If you are checking in because you are just dying to know what my Random Act of Kindness was for Day 22, THAT I can deliver: I bought a hot dog for a homeless woman. I once saw a documentary called The Faces of Meth. This girl definitely had The Face of Meth. Since that documentary, I have had an irrational fear of catching a meth addiction, so bringing her a hot dog was actually a big deal for me.
If, on the other hand, you are tuning in for happy news about a successful adoption... I am so sad to say that I cannot deliver. After waiting all day, we received very unexpected news that while the birth parents were still choosing not to parent, a family member stepped in and will be taking the baby.
I will not share more details than that about the particular family dynamics in such a public setting, but suffice it to say that we are absolutely crushed about this decision. I know that we have been calling him the maybe-baby, but in my heart he was just... definitely.
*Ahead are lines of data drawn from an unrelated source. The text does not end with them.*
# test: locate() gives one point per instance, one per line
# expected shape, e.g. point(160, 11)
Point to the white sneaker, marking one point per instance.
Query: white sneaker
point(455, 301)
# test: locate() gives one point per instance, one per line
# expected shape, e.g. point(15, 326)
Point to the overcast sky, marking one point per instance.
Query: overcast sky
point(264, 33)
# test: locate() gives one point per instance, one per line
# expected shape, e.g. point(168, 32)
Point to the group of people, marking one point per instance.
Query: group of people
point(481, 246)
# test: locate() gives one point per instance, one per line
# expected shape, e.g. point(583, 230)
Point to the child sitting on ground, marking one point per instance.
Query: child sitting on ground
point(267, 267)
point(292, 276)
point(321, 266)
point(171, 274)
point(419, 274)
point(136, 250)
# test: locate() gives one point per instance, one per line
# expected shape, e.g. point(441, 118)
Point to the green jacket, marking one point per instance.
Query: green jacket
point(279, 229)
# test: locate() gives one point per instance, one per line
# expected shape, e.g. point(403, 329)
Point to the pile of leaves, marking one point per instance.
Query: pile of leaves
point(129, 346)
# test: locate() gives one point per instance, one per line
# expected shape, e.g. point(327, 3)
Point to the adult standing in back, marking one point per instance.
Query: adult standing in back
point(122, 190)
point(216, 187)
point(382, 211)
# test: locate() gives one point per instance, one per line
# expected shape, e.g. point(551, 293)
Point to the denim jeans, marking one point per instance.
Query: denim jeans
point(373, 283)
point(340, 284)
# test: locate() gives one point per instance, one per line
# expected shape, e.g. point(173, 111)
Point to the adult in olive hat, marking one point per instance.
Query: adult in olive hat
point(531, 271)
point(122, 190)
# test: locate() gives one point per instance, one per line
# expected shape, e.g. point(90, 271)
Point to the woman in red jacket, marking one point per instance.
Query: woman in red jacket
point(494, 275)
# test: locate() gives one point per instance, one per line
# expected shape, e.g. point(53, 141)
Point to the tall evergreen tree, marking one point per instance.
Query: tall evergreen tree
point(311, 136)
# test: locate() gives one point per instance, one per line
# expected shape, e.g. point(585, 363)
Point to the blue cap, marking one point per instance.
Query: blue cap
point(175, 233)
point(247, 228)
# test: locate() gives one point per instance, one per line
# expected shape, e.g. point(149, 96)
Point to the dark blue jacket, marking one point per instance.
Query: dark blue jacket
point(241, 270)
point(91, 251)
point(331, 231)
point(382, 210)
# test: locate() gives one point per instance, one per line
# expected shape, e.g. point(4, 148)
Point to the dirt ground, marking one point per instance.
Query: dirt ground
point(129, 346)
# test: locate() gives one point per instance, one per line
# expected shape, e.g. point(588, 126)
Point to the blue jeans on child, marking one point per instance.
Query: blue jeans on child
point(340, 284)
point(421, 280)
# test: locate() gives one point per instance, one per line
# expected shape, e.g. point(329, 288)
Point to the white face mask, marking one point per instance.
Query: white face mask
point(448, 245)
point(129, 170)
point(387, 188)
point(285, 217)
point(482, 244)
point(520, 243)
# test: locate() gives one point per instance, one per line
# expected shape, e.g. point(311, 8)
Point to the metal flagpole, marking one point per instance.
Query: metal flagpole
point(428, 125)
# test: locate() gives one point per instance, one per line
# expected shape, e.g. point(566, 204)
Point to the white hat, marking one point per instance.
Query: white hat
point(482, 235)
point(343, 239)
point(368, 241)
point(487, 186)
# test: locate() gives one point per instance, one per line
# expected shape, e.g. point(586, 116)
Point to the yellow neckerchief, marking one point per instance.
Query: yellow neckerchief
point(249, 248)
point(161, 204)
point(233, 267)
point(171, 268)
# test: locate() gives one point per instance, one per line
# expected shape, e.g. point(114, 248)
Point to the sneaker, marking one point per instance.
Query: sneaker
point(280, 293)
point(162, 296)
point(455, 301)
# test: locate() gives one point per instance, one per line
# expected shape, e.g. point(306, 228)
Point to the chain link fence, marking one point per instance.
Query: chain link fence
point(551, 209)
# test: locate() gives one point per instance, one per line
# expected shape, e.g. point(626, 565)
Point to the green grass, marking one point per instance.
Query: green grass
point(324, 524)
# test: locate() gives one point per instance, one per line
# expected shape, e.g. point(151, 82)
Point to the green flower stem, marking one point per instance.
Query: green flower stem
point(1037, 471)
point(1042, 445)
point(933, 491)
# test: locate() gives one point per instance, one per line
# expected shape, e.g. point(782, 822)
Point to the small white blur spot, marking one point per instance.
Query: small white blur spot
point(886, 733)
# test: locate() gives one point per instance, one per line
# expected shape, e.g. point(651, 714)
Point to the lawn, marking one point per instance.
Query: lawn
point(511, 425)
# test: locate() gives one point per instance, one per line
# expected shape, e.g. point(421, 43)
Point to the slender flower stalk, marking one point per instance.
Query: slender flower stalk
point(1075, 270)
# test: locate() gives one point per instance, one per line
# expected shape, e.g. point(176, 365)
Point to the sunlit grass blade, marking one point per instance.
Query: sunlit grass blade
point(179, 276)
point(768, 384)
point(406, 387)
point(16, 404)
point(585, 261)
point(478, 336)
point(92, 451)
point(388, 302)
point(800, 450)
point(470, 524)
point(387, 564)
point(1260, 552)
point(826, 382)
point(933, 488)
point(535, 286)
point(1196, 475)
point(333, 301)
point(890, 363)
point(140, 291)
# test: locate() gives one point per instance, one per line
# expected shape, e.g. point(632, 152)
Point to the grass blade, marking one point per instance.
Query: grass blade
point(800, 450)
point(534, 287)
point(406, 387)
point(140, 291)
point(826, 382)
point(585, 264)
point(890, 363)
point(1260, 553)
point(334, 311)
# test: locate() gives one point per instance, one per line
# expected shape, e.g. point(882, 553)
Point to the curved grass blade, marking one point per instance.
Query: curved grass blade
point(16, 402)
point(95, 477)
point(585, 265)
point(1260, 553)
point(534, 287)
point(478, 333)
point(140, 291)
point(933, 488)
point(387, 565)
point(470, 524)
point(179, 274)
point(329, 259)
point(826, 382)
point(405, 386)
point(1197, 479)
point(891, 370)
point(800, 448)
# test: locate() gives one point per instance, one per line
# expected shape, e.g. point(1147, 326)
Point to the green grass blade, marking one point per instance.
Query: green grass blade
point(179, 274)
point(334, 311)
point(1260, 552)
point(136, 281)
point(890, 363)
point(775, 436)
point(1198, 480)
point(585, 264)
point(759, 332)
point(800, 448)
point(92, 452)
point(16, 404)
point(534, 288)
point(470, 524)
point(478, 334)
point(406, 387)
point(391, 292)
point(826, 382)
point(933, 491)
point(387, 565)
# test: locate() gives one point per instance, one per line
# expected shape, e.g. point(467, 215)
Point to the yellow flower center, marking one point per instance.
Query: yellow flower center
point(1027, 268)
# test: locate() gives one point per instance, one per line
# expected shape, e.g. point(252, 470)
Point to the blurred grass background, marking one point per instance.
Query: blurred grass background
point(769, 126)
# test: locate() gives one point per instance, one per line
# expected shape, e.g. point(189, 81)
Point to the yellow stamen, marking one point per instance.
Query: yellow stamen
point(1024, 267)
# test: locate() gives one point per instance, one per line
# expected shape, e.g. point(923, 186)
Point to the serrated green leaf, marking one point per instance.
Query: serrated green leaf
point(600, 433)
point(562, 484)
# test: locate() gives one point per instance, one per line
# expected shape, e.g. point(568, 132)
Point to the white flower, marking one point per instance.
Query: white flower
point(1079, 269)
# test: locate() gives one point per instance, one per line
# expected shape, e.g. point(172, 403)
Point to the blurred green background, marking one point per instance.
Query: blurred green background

And now my heart feels broken.
I have said from the beginning that if I came all the way here to Manhattan and all I did was help this girl through this time, it would be worth it to me, even if I came away empty handed. I promised myself that I would have no regrets being there to support someone who had no one else. I swore it wouldn't be a waste, no matter what happened.
So, to keep my promise to myself, to make this trip worthwhile, to show this girl some grace and love, I am taking my sister BethAnn's advice and I am going to the hospital tomorrow to bring the baby his things. Clothes, diapers, formula, bottles, pacifiers, bibs, blankets, burp rags, and car seat... All the basics that I brought for him, and I am giving them to the social worker so that my almost-baby can have something from his almost-mama.
So, that is going to be Day 23. I don't know if I will have the strength to do this, and also write it down.
Since July I have been envisioning this day. The day where he would be discharged from the hospital and I would go there and I would have his seat all ready, and the gentlest newborn formula, and glass bottles because the plastic ones have all the chemicals, and I would wrap him tight and snuggle him into me and I would make him mine. I don't know how to walk into that hospital knowing that he is there, and that he still needs two parents, and that he will never be mine.
I will do it. But I don't know if I can write about it. So, if there is no post tomorrow, consider it my moment of silence after doing Day 23's Random Act of Kindness: giving a gift I didn't want to give, because the gift I really wanted to give was a family, a home, and my heart.